La medida fue comunicada a los padres el fin de semana y -en rechazo- decidieron no mandar a sus hijos desde ayer a la escuela.
Es muy extraño lo que ocurre en esta escuela rural -la 958 del Paraje Barbacuá- donde hasta el mes pasado solo había dos maestros de grado y tres docentes de áreas especiales. El director titular (Enrique Wolfart) está de licencia desde hace seis años y en su lugar quedó la otra maestra que daba clases en la institución y que, por ese entonces, era suplente y su pareja, Valeria Paraná.
Los docentes de horas especiales son una madre y su hijo -Mare González Lemos y Diego González Lemos- y entre ambos concentran 47 de las 56 horas especiales de la escuela. Pese a no tener título específico enseñan: cooperativismo, educación artística, huerta, tecnología, cocina y nutrición. El tercer docente de horas especiales es el profe de educación física.
El conflicto surgió porque el director se está por jubilar y evidentemente hay sectores muy poderosos que no quieren que la directora suplente desde hace siete años, Valeria Paraná, se quede con el cargo. Primero aparecieron dos madres que denunciaron a la docente por maltratar a sus hijos pero poco después una de ellas admitió que la presionaron para hacer esa denuncia falsa. Con la denuncia de una sola madre y pese a que el resto de los padres de la comunidad aseguran que todo está armado y defienden a la directora, el CGE decidió iniciar un sumario.
Apoyo de los padres
Desde que la notificación llegó a la escuela, el 4 de mayo, los padres dejaron de mandar a sus hijos a clases en rechazo a la medida del CGE que consideraron injusta.

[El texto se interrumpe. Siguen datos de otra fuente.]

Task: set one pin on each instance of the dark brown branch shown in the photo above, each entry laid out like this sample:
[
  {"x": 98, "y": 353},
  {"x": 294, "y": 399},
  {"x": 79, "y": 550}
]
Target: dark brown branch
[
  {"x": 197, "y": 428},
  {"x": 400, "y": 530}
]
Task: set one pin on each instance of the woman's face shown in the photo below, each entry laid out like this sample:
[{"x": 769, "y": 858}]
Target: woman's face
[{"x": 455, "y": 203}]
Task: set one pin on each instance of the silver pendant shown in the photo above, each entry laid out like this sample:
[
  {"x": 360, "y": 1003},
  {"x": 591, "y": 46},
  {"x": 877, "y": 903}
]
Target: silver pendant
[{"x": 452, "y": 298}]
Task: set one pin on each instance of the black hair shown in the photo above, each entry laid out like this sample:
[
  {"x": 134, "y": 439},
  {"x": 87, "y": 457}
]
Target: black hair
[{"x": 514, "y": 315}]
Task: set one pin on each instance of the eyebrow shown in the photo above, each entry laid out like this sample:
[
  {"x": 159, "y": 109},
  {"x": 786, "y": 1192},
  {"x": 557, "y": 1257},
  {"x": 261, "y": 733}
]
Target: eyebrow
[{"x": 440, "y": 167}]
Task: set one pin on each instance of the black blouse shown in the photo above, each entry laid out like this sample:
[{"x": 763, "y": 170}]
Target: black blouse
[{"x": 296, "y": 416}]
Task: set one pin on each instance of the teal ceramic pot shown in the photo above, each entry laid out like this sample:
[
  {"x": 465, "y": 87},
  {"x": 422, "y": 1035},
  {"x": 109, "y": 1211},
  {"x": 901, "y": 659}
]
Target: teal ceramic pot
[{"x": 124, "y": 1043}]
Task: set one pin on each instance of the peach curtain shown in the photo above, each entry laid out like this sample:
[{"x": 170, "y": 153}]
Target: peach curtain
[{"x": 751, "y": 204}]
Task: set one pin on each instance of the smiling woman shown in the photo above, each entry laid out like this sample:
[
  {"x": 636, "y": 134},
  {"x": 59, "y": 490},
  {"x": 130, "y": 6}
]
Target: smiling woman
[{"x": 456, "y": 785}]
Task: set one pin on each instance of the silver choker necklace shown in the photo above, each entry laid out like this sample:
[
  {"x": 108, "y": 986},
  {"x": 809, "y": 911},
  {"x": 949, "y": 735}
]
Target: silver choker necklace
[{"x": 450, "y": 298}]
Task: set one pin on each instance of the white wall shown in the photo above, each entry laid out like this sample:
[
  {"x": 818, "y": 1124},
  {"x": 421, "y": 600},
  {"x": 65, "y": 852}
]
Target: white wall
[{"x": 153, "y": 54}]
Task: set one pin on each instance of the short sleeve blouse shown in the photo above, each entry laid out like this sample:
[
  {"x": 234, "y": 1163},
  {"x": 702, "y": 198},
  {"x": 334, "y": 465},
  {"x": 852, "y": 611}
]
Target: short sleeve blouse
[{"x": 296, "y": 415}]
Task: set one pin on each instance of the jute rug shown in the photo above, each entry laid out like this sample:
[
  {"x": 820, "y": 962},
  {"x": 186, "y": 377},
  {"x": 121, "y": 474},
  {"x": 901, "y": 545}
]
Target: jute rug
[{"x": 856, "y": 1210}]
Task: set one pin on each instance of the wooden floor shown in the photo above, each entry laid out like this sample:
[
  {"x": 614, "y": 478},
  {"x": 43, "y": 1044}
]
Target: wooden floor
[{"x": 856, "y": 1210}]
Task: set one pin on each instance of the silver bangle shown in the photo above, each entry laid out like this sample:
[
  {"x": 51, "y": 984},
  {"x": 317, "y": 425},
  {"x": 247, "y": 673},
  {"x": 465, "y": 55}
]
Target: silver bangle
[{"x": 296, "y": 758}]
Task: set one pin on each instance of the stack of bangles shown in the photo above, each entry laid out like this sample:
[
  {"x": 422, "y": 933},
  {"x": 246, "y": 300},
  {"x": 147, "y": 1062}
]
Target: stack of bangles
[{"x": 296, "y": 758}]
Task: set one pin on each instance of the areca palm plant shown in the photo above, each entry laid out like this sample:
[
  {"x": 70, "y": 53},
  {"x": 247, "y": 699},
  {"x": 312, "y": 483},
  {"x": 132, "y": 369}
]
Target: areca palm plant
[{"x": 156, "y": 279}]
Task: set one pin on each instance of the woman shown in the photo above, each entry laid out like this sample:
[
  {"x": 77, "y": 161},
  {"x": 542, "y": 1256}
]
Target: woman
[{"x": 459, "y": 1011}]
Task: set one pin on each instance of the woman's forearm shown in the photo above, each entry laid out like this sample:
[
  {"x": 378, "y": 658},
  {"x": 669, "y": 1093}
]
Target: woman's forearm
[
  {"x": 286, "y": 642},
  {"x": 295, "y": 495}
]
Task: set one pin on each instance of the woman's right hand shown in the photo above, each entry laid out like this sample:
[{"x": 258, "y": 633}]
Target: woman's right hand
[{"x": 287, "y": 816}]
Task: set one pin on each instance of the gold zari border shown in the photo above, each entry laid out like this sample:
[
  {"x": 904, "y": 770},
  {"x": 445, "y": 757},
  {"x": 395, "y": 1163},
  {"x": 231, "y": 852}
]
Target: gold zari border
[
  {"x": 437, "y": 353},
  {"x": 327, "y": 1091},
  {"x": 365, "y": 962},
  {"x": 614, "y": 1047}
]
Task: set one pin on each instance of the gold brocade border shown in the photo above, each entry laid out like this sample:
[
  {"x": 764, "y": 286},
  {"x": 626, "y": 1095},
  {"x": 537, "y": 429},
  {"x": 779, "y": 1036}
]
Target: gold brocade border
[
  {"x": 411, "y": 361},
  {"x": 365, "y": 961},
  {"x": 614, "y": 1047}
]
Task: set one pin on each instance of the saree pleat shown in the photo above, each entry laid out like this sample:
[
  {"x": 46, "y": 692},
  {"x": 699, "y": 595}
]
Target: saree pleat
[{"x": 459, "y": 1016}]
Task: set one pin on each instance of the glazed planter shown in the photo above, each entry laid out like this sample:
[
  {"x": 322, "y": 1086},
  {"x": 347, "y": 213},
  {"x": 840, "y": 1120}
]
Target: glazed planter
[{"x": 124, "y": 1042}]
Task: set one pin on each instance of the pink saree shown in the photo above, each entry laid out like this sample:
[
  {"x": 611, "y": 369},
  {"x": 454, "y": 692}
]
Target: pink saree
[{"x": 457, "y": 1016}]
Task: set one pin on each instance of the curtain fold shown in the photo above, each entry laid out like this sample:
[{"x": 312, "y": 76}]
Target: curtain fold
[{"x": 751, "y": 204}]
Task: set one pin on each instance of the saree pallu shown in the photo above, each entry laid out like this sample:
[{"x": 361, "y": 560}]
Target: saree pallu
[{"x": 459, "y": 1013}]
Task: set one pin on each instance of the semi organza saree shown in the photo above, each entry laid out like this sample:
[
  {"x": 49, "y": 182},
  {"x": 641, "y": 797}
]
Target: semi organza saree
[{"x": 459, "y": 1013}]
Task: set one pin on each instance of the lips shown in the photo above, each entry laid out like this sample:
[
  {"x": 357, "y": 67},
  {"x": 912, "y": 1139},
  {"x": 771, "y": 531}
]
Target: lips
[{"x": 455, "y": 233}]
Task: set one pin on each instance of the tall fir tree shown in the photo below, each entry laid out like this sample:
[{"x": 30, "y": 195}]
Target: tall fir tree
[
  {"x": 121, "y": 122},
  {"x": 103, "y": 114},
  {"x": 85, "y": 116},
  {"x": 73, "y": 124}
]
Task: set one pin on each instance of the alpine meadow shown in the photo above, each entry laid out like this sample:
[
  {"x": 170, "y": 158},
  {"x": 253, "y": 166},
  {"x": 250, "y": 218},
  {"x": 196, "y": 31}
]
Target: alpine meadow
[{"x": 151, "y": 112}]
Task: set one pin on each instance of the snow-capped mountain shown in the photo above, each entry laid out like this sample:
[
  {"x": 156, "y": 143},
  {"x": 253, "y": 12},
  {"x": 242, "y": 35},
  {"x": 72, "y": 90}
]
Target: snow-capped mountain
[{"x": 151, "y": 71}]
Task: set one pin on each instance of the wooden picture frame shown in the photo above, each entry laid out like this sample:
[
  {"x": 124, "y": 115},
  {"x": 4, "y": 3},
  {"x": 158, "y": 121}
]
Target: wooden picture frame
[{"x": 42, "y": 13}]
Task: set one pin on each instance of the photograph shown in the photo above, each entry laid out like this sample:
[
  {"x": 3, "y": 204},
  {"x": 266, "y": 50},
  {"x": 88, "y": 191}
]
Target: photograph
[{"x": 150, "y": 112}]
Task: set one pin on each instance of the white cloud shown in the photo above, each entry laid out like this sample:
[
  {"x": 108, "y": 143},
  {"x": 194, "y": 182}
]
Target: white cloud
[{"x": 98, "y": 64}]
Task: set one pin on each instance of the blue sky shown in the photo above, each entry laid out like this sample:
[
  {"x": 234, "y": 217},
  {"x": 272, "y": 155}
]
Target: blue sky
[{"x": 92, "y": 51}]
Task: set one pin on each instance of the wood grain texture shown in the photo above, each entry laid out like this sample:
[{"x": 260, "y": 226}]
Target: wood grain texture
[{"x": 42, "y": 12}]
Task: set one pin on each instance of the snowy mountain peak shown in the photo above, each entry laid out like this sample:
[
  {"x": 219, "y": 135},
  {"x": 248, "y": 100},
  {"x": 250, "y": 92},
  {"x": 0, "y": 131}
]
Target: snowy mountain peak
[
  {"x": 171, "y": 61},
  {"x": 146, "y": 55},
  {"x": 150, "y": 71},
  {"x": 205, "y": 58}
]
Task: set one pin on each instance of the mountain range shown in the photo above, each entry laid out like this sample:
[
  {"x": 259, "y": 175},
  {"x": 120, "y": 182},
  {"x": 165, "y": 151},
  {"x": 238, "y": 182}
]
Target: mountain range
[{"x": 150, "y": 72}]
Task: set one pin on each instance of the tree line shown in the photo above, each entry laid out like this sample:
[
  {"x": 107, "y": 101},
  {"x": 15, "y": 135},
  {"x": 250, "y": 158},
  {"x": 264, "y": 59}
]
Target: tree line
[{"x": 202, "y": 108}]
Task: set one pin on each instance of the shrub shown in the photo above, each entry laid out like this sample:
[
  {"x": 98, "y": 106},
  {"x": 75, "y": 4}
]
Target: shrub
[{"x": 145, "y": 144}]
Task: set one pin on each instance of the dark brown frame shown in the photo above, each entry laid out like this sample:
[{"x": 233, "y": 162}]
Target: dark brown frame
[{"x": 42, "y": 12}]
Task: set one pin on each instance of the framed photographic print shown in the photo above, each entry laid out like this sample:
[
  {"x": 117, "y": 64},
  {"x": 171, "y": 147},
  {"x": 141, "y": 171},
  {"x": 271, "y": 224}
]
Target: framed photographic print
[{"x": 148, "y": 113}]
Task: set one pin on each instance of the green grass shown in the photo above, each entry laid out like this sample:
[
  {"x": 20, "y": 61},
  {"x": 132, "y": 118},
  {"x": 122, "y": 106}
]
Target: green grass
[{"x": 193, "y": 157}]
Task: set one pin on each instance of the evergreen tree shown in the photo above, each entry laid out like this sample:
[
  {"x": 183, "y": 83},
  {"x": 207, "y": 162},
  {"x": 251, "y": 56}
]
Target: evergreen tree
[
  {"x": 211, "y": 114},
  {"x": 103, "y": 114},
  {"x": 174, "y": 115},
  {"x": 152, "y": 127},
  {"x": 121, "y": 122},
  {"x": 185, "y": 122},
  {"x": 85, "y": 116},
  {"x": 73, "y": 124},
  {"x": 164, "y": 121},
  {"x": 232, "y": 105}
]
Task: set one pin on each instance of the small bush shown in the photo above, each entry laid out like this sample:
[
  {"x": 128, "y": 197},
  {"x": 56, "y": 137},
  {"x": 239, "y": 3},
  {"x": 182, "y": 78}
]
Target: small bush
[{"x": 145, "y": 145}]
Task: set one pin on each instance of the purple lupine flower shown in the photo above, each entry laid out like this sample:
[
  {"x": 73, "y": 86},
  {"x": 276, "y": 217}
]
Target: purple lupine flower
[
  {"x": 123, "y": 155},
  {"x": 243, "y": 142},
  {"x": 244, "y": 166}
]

Después de casi un mes sin clases y de haber cortado la ruta nacional 101 en dos ocasiones, el CGE prometió a los padres acelerar las entrevistas testimoniales para que el establecimiento recuperara la normalidad.
Y justo la semana pasada cuando los padres volvieron a mandar a sus hijos a la escuela porque sintieron que estaban siendo escuchados, el CGE aprobó el viernes pasado la Resolución 3177 donde no solo declaró nula la disposición 49/19 por la que se designó a Valeria Paraná como directora suplente sino que además revocó la Resolución 7845/24 del CGE en la que le otorgó estabilidad laboral en el cargo de maestra de grado.
El CGE ordenó también a la Junta de Clasificación que excluya en el legajo de la docente el puntaje obtenido desde 2019, por la función jerárquica. El organismo no solo declaró “liberado” el cargo de la dirección de la Escuela 958 sino también el de maestro de grado.
“Fruto del árbol envenenado”
Para el Consejo General de Educación, la inserción institucional y escalada jerárquica de la docente en cuestión “nacieron de un acto afectado de nulidad absoluta” y por ello decidió aplicar “la doctrina del fruto del árbol caído” según la cual un acto administrativo posterior que consolida un derecho no puede purgar ni convalidar la ilegalidad del acto que le dio origen.
Por ello, en un acto inédito y que seguramente terminará en la Justicia, el CGE le quitó el estatus de estabilidad laboral que la docente tenía sobre el cargo de maestra de grado.